Search code examples
databasedatabase-designriakriak-kv

Can i add new nodes and increment n_val in Riak kv?


I intend to make a desktop app for a company that has multiple gyms at different locations,where a client who registered his membership at one gym should be able to access all other gyms with the same membership. That means creating/updating/deleting a client data in one gym must propagate to all other facilities. I think about using the Riak kv DB with the following properties:

  • number of nodes is equal to the number of gyms (one node in each gyms computer), so the data is replicated across all nodes.
  • n_val is equal to the number of nodes
  • r = w = 1 , since a gym might not have internet access at all times, so data updates can happen in at least one node.

Questions:

  1. Is this the right way to do it, if no, what database (type) should i use?
  2. When a new gym facility is created, is it possible to add it as a new node to the existing cluster, and thus incrementing the n_val by one, although the Riak docs advises against modifying the n_val of a bucket after its initial creation?.
  3. Since the gyms computers will be using an ISP internet access with no fixed public IP addresses, is it a good idea to connect them using a virtual private local network with something like hamachi for example?

Solution

  • That's a good set of questions. Before I answer them, I should probably mention that most people would approach this with a centralised system either somewhere online or hosted at the head office. This would be the definitive system for everything and all gyms would simply be clients. This way, any changes in member status etc. would only need to update the centralised system once and all future reads of that data would have the latest version.

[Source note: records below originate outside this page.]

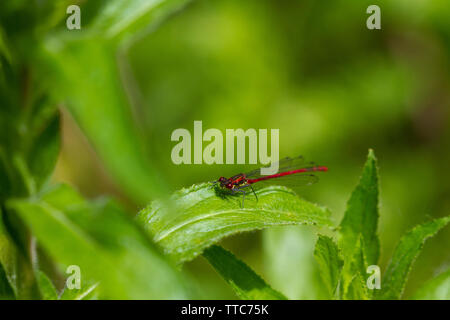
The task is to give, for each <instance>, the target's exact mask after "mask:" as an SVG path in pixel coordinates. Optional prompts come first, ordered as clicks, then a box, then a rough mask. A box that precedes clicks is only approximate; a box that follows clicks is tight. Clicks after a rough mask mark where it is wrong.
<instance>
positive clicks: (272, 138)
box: [170, 121, 280, 175]
mask: <svg viewBox="0 0 450 320" xmlns="http://www.w3.org/2000/svg"><path fill="white" fill-rule="evenodd" d="M170 139H171V141H177V142H178V143H177V144H176V145H175V146H174V147H173V148H172V153H171V158H172V162H173V163H174V164H192V163H193V164H203V163H205V164H224V163H225V164H235V163H237V164H245V163H246V162H245V160H246V158H247V153H246V149H247V148H246V147H247V146H248V163H249V164H257V163H258V158H259V162H260V163H261V164H263V165H269V164H270V166H269V167H266V168H261V174H263V175H270V174H274V173H277V172H278V160H279V140H280V130H279V129H270V154H269V150H268V144H269V133H268V129H258V130H256V129H252V128H250V129H247V130H245V131H244V129H226V130H225V137H224V135H223V133H222V131H220V130H219V129H214V128H210V129H207V130H205V132H203V123H202V121H194V133H193V135H191V132H190V131H189V130H187V129H184V128H179V129H175V130H174V131H173V132H172V135H171V138H170ZM224 139H225V141H224ZM247 141H248V143H247ZM204 142H207V144H205V147H204V146H203V143H204ZM224 143H225V150H224ZM192 145H193V151H192ZM224 151H225V155H224ZM192 155H193V157H192ZM235 158H236V160H237V161H236V162H235Z"/></svg>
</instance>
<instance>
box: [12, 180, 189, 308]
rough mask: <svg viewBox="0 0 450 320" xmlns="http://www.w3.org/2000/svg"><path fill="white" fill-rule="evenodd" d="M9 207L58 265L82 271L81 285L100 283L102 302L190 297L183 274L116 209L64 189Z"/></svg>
mask: <svg viewBox="0 0 450 320" xmlns="http://www.w3.org/2000/svg"><path fill="white" fill-rule="evenodd" d="M8 207H9V208H11V209H14V210H15V211H16V212H17V213H18V214H19V215H20V217H21V218H22V219H23V220H24V221H25V223H26V224H27V225H28V227H29V228H30V229H31V231H32V232H33V234H34V235H35V236H36V238H37V239H38V241H39V243H40V244H41V245H42V247H43V248H44V249H45V250H46V252H48V254H49V255H50V256H51V257H52V258H53V259H54V260H55V261H56V262H58V263H60V264H62V265H63V266H69V265H77V266H79V267H80V270H81V276H82V278H81V281H85V280H88V281H92V282H96V281H100V282H101V289H102V290H101V293H102V298H111V299H155V298H159V299H171V298H186V297H187V295H186V288H185V287H184V285H183V281H182V279H181V277H180V276H179V273H178V272H177V271H176V270H175V269H174V268H173V267H172V266H170V264H169V263H167V262H166V261H165V259H164V258H163V257H162V255H161V254H160V253H159V252H157V250H156V249H155V248H154V246H153V245H152V243H151V242H150V241H149V239H148V238H147V237H146V236H145V234H144V233H143V232H142V230H140V229H139V228H138V227H137V226H136V225H135V224H134V222H133V220H132V219H131V218H129V217H128V216H127V215H126V214H125V213H123V212H122V211H121V210H120V209H119V208H118V207H117V206H115V205H114V204H113V203H111V202H108V201H106V202H105V201H103V202H100V203H94V204H91V203H87V202H85V201H83V200H82V198H81V197H80V196H79V195H78V194H77V193H75V192H74V191H73V190H71V189H70V188H69V187H67V186H61V187H58V188H55V189H53V190H51V191H50V192H49V193H48V194H46V195H44V196H43V197H42V198H40V199H29V200H13V201H9V202H8ZM84 277H85V278H84ZM83 279H85V280H83Z"/></svg>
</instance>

    That said, the above mentioned system has multiple points of failure:

    a. If the centralised system goes down e.g. internet failure, hardware issues etc. then the entire gym network goes down.

    b. If the internet connection of an individual gym goes down then that gym cannot query or update the centralised system.

    This centralised method could be done with Riak or any other NoSQL database. To be fair, an SQL database such as MariaDB or Postgres should be able to handle the details provided in the scenario as well.

    Now we're through the boring bit, let's have some fun with Riak!

    1. Is this the right way to do it, if no, what database (type) should i use?

    Using Riak distributed between different sites is a great way to take advantage of Riak's design. However, the approach you suggest is slightly flawed. Although Riak is an awesome database, it needs very low latency times (read ping times) on the network between nodes in the same cluster. This is how it handles failed nodes seamlessly in the background - it has the ability to shift around data to create temporary vnodes on the remaining physical nodes that will handle the work of the failed nodes until they are restored.

    Unless you can afford dark fibre laid between each and every gym with all gyms located within 3 km (2 miles) of each other, let's look at one cluster per gym and then connect the gyms using Multi-DataCentre replication (MDC).

    With this approach, you would set up 1 Riak cluster per gym. In an ideal world, you would have 5 or more nodes per cluster per gym. However, given your use case, you could probably get away with 3 nodes per cluster per gym or, in a worse case scenario, 1 node per cluster per gym. Yes, you read that right, even a single Riak node can count as a Riak cluster.

    Once you have all your nodes set up, you would then use MDC to keep the data between clusters in sync. You would run realtime repl to sync transactions in real time (well, practically real time - a max of second or so lag including communicating between clusters) and fullsync which looks at the database on either side of MDC and then copies across any data present on one but missing on the other.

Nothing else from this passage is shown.